Tipsy Amaretto Caramel Cake is one of my absolute favorite desserts, which is why I only make it for special occasions. It’s one of those desserts that’s a bit dangerous to have around. It calls your name every time you pour yourself a glass of milk or iced tea… or brew a pot of coffee or hot tea. It does not care if you’re hungry or not. As long as you know this going in.
It would be a beautiful cake to serve at Christmas time, and I actually think it far superior to rum cake, but that’s just me. Why not make one and see for yourself?

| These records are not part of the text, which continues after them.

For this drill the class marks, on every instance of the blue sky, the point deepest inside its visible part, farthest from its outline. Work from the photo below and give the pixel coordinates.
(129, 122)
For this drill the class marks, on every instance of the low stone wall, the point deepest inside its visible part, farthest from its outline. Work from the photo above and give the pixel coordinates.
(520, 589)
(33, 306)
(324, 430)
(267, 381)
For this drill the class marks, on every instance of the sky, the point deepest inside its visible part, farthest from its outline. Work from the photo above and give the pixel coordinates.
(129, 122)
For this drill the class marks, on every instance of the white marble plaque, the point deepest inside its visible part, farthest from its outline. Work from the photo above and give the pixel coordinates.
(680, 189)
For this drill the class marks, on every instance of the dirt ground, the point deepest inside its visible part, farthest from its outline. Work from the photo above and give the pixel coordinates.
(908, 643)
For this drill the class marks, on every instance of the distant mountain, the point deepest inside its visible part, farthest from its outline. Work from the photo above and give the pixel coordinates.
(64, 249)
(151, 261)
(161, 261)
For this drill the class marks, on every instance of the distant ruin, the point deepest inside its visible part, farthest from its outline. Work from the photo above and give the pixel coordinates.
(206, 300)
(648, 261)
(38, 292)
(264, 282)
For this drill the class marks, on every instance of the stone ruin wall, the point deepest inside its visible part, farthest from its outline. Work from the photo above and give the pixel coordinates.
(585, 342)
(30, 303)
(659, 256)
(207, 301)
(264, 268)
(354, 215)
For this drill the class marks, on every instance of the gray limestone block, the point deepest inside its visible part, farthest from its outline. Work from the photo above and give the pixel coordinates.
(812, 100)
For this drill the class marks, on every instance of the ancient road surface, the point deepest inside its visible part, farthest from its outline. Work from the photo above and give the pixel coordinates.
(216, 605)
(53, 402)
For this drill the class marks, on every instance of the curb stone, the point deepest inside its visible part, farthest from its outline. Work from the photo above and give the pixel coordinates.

Oh, and it’s easy! You start with a boxed cake mix, but by the time you’re done you’d think it came from a fancy pastry shop. You don’t have to tell anyone it’s a boxed mix. You can just pretend it’s an ancient recipe that is top secret. Or you could share. Sharing is nice, although not as mysterious.
I made one of these on Friday so we could enjoy it for part one of our 21st wedding anniversary celebration. It was the perfect addition to a romantic, autumn picnic.
for the cake:
~ preheat oven to 350 degrees F. ~
1 (18 oz.) boxed yellow cake mix
1 (3.4 oz.) box instant vanilla pudding mix, unprepared
4 large eggs
1/2 cup cold water
1/2 cup amaretto liqueur
1/2 cup vegetable OR canola oil
approximately 1/3 cup sliced almonds
Place all ingredients in the bowl of a counter top mixer, such as a Kitchen Aid. Using the whisk attachment, mix on medium-high speed for 5 minutes.
Generously grease a standard size bundt cake pan using peanut or vegetable oil (butter will burn.) Coat pan with sliced almonds. Pour the cake batter into the prepared bundt pan. Bake for 45 to 60 minutes, or just until completely set and a wooden skewer inserted all the way into the cake comes out clean.
Cool cake completely in the pan, on a wire rack.
Once cool, turn out onto a pretty cake plate with a domed lid.
Carefully poke holes all over the cake, using wooden skewer.
for the amaretto caramel glaze:
1 cup brown sugar
1 stick (8 Tablespoons) unsalted butter
1/2 cup amaretto liqueur
1/4 cup water
1/4 teaspoon coarse sea salt
Place all ingredients, except for the salt, in a small saucepan. Bring to a boil over medium-high heat, stirring constantly. Once boiling, allow to boil gently for one minute while you continue to stir. Remove from heat and cool for 15 minutes. Whisk smooth and slowly glaze the cake with half the mixture, so it seeps into the skewer holes. Cover and reserve the second half of the glaze.
Once glazed cake has cooled completely. Cover cake with domed lid. Allow cake to rest for 2 to 24 hours prior to glazing it a second time and serving. Sprinkle the coarse sea salt over the second coating of glaze, while it’s still wet. This cake improves with age. It will keep, covered at room temperature, for 5 days. Refrigerate any leftovers after that time.
Slice and serve with whipped cream and more sliced almonds, if you wish. Spoon up the glaze around the cake and drizzle some over each slice.